Manage NLU Entities

In Hexabot’s NLU engine, entities play a crucial role in extracting meaningful information from user inputs. Entities can be categorized into three types: Trait Entities, Keyword Entities and Pattern Entities. These entity types provide flexibility and depth in understanding user inputs, enabling Hexabot to process both high-level intentions and granular details.

Trait Entities

Trait entities are inferred by analyzing the entire sentence or the overall context of the input. These entities represent high-level attributes or characteristics of the input and are not tied to specific words or phrases. Below some examples:

Entity
Description
Text
Value

Intent

The purpose of the user’s input.

"Hello"

greeting

Intent

The purpose of the user’s input.

"I want to book a flight"

book_flight

Sentiment

The emotional tone behind the input.

"I’m really frustrated with my current plan."

negative

Urgency

An attribute that determines the priority of the input.

"I need help right away!"

high

Trait entities allow Hexabot to grasp the overarching context of the input, providing a deeper understanding that informs appropriate responses and actions.

Keyword Entities

Keyword entities are specific words or phrases extracted from the input to identify important attributes and convert unstructured data into structured information. These entities are tied to identifiable patterns or specific terms within the user input. Below some examples:

Entity
Description
Text
Value

Location

Identifying places from the input.

"I want to book a flight to Paris."

Paris

Product

Recognizing product names or types.

"I’m interested in buying the iPhone 15."

iPhone 15

Topic

Detecting specific keywords that activate certain workflows or responses.

"Show me the latest offers."

offers

Pattern Entities

Pattern entities use regular expressions (regex) to extract structured information from user inputs through flexible pattern matching. Unlike keyword entities that require exact matches, pattern entities can capture variations in format and structure, making them ideal for extracting things like phone numbers, email addresses, dates, or any text that follows a predictable pattern.

Pattern entities support several preprocessing options to handle common text variations:

  • Word Boundary Matching: Ensures patterns match complete words rather than partial substrings

  • Space Removal: Strips whitespace from matched text for cleaner extraction

  • Case Normalization: Converts matched text to lowercase for consistent processing

  • Diacritic Stripping: Removes accent marks and special characters for language-agnostic matching

Examples of Pattern Entities:

  • Phone Numbers: (\+?\d{1,3}[-.\s]?)?\(?(\d{3})\)?[-.\s]?(\d{3})[-.\s]?(\d{4}) - Captures various phone number formats like +1-555-123-4567, (555) 123-4567, or 555.123.4567

  • Email Addresses: [a-zA-Z0-9._%+-]+@[a-zA-Z0-9.-]+\.[a-zA-Z]{2,} - Matches standard email formats

  • Dates: \b\d{1,2}[/-]\d{1,2}[/-]\d{2,4}\b - Captures dates in MM/DD/YYYY or DD-MM-YYYY format

Manage NLU Entities

Hexabot provides an intuitive interface to manage NLU entities efficiently, allowing you to create, update, and administer both Trait and Keyword entities. Follow these steps to manage NLU entities:

  1. Navigate to the NLU Section

  • Open the main menu and select the “NLU” option.

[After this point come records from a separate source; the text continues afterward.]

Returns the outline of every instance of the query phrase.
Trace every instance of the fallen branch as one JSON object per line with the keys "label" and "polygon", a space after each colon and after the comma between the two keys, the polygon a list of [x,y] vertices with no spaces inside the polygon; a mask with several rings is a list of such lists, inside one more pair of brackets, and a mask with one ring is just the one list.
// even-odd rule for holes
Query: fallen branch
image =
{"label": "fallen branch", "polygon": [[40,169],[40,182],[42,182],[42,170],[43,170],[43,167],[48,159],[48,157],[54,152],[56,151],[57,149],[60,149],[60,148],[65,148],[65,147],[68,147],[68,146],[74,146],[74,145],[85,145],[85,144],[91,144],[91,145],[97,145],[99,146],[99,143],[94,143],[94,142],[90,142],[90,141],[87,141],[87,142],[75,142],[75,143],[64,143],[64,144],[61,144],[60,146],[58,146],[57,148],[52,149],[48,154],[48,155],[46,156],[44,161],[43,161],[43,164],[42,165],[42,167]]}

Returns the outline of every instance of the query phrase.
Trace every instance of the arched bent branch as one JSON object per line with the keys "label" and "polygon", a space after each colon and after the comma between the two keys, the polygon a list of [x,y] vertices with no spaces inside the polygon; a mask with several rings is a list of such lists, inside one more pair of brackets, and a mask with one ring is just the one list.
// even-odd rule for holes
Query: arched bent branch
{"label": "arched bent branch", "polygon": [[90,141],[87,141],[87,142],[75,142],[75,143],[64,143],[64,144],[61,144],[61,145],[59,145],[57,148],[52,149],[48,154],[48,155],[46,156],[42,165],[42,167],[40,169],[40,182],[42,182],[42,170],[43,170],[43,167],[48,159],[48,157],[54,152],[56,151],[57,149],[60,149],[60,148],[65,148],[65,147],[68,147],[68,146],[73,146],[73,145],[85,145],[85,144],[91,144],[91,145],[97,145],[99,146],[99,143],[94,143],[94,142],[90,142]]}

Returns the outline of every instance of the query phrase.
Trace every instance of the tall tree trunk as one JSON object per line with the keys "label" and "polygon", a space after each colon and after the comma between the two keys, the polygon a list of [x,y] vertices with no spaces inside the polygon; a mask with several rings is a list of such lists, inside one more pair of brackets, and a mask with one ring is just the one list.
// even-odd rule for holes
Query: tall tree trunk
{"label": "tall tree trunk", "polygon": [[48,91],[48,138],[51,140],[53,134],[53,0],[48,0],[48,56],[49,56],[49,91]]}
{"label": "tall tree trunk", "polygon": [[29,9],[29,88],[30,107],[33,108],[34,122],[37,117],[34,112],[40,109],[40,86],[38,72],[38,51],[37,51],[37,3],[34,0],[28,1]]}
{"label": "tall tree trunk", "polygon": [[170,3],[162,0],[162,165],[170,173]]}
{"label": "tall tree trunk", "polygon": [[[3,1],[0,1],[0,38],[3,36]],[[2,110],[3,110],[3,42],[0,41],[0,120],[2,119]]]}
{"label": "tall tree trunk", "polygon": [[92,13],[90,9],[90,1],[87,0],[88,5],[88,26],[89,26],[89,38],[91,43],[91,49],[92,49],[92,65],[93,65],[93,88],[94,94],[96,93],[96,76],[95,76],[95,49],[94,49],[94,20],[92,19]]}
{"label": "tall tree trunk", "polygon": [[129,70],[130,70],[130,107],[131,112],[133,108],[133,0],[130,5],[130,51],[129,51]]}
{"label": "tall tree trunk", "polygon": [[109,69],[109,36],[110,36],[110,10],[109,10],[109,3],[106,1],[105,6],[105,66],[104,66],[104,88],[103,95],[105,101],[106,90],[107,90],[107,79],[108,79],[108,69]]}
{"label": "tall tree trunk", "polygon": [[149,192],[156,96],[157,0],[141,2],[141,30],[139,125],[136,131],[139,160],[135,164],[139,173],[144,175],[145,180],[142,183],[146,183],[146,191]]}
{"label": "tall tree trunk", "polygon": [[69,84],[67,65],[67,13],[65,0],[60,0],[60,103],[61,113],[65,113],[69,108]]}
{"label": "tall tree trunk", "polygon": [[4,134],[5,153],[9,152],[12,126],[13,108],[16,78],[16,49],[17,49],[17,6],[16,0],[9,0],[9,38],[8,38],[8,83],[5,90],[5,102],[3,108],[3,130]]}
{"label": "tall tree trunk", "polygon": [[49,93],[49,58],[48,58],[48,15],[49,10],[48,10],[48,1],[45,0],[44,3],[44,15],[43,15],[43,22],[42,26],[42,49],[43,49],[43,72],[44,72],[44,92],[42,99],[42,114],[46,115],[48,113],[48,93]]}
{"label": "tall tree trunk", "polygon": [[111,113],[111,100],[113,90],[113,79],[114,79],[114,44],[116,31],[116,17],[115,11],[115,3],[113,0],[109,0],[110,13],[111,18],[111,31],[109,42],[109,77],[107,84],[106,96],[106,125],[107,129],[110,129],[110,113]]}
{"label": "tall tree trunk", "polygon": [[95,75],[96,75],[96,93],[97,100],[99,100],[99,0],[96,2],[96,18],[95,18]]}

  • Click on the “NLU Entities” tab.

  1. View the Entities List

  • A data grid will display all the existing entities, including both Trait and Keyword entities.

  • Use the search bar to find specific entities, or navigate through the list using pagination.

  1. Add New Entities

  • Click on the "+ Add" button to create a new entity.

  • Choose the type of entity by selecting the Lookup Strategy: Trait or Keyword.

  • Fill in the required fields:

    • Name: The unique identifier for the entity.

    • Description: A brief explanation of the entity’s purpose.

    • Click Save to add the entity to the list.

  1. Update or Delete Entities

  • Locate the entity you want to modify.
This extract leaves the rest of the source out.